New exhibition by artist and PhD researcher explores hidden life of cells through art and neuroscience
A new exhibition by Leeds-based artist and PhD researcher Kelly Cumberland is bringing together art and neuroscience to make visible the often-unseen processes that shape cellular life.
Assembloids: Drawn a Life, now open at Space@Design in the School of Design, presents the culmination of three years of practice-based PhD research developed in close collaboration with neuroscientists at St James’s Hospital, Leeds.
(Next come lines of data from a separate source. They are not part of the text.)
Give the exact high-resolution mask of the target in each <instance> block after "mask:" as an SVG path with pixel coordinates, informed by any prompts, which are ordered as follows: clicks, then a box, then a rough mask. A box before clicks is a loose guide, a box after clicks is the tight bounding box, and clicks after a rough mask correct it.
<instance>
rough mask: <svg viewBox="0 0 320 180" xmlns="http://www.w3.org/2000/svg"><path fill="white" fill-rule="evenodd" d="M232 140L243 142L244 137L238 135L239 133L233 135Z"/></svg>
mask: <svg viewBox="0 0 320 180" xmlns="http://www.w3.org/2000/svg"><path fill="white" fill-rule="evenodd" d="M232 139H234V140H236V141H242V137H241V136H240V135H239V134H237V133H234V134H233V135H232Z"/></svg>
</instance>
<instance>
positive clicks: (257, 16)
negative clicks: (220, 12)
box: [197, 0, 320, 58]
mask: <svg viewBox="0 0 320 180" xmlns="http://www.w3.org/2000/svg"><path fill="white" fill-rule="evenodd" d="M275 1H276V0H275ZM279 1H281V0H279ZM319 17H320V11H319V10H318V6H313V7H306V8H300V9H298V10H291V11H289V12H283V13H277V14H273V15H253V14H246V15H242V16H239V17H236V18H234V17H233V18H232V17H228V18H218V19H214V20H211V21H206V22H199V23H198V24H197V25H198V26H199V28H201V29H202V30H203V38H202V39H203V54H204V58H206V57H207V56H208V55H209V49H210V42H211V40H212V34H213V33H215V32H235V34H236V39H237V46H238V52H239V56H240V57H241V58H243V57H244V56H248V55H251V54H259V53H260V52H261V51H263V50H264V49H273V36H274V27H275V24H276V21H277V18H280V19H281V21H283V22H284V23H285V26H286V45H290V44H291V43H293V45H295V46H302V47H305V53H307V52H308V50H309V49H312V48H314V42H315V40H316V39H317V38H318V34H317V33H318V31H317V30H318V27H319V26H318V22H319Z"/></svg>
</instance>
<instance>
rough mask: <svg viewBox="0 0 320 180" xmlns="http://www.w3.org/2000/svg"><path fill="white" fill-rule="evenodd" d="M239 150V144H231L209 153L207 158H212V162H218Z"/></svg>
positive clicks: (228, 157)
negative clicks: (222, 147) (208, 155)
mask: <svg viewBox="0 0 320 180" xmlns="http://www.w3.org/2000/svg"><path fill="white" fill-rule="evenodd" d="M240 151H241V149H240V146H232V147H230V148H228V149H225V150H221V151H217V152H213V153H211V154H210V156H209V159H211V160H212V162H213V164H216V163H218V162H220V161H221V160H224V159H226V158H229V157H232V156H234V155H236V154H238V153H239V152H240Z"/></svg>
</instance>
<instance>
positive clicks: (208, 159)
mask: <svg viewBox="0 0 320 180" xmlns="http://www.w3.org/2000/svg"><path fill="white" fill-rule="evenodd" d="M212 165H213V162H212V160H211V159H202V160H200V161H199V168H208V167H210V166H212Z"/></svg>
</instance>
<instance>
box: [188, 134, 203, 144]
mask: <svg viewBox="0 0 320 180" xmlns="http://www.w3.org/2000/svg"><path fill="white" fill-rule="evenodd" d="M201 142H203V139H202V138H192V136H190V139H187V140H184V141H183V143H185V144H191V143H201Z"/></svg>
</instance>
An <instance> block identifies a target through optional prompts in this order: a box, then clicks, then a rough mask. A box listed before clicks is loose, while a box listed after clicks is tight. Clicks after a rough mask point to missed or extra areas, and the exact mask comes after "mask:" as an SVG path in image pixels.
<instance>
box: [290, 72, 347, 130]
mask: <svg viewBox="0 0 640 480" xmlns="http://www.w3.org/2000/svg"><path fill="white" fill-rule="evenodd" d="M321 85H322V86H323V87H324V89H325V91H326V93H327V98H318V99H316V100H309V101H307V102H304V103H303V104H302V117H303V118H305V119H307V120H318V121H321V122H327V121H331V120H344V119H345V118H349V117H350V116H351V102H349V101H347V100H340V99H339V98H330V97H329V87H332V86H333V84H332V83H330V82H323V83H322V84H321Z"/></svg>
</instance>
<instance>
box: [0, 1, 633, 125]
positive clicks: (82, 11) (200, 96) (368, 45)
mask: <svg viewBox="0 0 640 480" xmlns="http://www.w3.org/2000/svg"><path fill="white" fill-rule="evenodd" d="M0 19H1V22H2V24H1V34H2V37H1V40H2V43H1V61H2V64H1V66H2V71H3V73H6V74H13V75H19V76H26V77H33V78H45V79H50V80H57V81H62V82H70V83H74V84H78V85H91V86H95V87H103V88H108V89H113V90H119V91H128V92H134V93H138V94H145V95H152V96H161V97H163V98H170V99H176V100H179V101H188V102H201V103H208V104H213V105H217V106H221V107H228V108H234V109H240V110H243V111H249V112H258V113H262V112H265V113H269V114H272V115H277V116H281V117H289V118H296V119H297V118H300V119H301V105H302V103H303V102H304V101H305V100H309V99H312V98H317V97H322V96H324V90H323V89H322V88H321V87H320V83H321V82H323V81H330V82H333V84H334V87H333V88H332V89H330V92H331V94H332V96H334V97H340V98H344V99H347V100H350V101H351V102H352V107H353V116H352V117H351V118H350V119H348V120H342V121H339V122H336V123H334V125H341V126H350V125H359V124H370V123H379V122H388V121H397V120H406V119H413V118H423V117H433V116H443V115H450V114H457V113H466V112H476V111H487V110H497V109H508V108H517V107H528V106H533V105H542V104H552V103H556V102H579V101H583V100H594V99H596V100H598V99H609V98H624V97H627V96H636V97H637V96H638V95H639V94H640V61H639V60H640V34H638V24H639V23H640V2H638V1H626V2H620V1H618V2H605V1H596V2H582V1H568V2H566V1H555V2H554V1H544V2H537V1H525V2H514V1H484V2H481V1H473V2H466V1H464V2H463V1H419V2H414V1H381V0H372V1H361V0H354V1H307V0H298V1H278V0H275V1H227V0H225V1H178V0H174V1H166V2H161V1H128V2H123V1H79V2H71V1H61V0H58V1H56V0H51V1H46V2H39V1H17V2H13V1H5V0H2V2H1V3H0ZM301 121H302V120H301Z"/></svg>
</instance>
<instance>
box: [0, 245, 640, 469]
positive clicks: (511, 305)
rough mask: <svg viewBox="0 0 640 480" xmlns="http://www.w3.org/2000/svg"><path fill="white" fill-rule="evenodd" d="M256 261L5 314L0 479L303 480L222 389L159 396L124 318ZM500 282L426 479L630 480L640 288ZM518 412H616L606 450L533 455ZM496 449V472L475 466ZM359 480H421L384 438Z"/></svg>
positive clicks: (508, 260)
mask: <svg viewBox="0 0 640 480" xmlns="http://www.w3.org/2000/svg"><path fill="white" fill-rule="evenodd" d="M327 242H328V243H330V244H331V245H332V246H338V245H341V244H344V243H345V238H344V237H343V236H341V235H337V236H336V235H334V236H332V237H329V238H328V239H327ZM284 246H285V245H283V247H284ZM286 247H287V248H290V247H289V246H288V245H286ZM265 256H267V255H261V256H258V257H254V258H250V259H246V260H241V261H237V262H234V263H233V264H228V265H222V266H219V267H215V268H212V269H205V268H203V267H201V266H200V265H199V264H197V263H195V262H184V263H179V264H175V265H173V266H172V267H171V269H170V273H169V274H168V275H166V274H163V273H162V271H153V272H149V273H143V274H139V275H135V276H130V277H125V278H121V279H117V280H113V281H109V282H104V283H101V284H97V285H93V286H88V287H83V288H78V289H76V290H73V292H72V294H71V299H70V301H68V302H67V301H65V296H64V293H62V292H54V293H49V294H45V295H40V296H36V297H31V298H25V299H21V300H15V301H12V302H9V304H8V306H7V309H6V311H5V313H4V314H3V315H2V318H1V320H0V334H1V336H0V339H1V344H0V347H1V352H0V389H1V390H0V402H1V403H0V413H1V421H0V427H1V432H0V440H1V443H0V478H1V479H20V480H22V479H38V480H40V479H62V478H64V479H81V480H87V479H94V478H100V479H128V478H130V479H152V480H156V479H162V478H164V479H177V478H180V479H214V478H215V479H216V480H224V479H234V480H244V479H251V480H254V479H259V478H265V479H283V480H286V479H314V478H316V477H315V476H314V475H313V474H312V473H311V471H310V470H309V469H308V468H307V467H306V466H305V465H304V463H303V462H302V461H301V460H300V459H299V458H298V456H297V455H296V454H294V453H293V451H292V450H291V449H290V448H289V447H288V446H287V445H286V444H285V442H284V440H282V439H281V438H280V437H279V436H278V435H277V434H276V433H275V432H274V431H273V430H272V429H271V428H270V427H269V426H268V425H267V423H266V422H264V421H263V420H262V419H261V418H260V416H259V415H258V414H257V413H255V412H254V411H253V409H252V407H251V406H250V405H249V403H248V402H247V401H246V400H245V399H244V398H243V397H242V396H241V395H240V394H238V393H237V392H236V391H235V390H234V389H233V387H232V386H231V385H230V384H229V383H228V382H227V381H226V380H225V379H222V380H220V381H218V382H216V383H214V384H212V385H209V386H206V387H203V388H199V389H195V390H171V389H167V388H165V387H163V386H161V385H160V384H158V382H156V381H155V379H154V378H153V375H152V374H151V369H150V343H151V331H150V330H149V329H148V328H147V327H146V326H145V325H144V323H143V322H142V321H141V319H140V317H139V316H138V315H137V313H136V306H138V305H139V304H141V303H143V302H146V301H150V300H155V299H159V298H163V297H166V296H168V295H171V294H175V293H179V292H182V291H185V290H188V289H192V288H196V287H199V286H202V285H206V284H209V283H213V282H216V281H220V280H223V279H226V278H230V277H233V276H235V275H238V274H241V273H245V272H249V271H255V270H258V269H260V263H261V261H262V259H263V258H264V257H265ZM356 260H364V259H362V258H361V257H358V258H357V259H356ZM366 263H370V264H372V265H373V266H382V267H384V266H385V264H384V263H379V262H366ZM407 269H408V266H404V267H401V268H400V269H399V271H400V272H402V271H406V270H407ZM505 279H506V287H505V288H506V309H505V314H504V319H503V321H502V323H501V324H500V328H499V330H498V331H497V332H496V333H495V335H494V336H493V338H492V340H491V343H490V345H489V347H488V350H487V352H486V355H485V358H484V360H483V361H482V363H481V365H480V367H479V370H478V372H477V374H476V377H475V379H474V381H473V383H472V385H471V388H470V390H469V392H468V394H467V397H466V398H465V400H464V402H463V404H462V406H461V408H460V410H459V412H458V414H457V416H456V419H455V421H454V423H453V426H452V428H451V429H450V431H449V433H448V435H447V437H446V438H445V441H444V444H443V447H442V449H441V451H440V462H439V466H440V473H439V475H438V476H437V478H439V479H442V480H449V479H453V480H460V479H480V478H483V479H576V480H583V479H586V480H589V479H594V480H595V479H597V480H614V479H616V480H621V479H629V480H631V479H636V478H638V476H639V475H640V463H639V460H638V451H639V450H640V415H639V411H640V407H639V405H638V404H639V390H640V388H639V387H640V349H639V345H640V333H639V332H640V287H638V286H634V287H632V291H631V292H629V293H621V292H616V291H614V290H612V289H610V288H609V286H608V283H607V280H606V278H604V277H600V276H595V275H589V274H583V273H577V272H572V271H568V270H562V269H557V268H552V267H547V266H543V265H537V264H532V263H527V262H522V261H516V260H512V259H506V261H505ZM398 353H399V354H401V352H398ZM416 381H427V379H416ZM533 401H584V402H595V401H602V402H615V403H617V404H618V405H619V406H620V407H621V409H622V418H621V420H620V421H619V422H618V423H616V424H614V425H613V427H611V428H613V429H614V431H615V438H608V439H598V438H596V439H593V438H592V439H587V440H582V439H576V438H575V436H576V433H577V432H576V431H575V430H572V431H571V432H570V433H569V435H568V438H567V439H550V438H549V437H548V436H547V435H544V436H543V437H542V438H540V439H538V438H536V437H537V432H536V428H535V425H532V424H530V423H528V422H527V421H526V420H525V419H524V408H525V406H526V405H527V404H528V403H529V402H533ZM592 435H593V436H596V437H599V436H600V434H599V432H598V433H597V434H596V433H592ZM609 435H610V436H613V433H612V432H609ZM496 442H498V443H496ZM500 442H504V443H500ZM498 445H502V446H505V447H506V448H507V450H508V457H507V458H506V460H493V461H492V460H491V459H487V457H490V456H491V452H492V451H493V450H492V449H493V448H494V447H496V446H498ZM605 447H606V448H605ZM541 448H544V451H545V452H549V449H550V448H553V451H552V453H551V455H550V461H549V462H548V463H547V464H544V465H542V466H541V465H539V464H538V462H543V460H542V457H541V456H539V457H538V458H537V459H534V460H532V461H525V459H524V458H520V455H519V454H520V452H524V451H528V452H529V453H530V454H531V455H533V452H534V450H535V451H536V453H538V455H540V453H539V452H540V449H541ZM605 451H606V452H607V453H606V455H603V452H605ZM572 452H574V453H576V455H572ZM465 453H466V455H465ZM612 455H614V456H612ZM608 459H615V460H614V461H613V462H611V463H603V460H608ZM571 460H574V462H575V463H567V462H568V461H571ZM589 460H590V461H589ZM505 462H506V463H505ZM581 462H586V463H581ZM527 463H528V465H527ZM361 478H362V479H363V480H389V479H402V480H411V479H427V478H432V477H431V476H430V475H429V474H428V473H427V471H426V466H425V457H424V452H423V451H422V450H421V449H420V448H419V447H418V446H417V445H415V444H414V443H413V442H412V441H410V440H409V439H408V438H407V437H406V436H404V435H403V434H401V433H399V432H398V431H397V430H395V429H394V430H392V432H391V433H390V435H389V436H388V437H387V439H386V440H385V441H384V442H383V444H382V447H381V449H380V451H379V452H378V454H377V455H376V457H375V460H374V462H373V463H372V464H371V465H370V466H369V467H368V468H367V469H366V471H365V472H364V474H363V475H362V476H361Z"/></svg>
The free exhibition runs from 24 November to 23 December 2025 and is open to all.
Developed through collaboration with Dr Heiko Wurdak (School of Medicine) and Dr Sabrina Samuel from the Stem Cell and Brain Tumour Group, the exhibition explores how cellular life is continuously formed and reformed through experimental approaches to drawing, light and material exploration.
Installation view featuring Typis [murus] charta SD (2025), digital print on hand-cut paper, ODV, and Helix Silicium [9] (2025). Credit: Kelly Cumberland.
Kelly Cumberland said: “This research positions expanded drawing as an active research method, creating new ways to observe and reimagine invisible cellular processes, and enabling knowledge to emerge through collaboration, material exploration, and shared curiosity.”
Rather than presenting scientific imagery as finished or fixed, Assembloids: Drawn a Life uses light tables, etched silicone rubber, projection, paper, glass and digital print to reimagine laboratory processes and imaging techniques. Visitors encounter layered, illuminated installations that echo cell cultures, neural networks and microscopic structures, inviting reflection on how knowledge is generated in both art and science.
The works exhibited draw directly on Cumberland’s sustained period of laboratory immersion, during which she observed cell monitoring, segmentation and fragmentation processes. These observations were reimagined as drawings, sculptural forms and moving image works, which in turn informed ongoing dialogue with the scientific collaborators.
“Working with an artist has changed how we consider our own data,” says Dr Heiko Wurdak. “Kelly’s drawings and installations open up questions and discussions we might not otherwise have. They help us see patterns and possibilities in our images that are not always visible through standard analysis.”
Installation view of Helix Opt [SDb] (2025), Neobond, digital print, mirror, motor, ODV. Credit: Kelly Cumberland.
The exhibition is open to visitors with no artistic or scientific background and invites close looking, curiosity and reflection on how the body is continuously forming and reforming at a microscopic level.
“Ultimately, this work is about exploring the complexities of biological science along with the possibilities of nontraditional drawing and open to conversation,” Cumberland adds. “The drawings don’t tell you what to think – they invite you to look closely, to wonder, and to imagine how your own body might be constantly forming and reforming at a microscopic level.”
Main image: Installation view featuring Helix Silicium [9] (2025), etched silicone rubber, motors, wire, ODV; Mensa Lux [SD] (2025), light table with acrylic laser etchings; and Neobond – cut – wall [sdv.1] (2025), Neobond, ODV. Credit: Kelly Cumberland.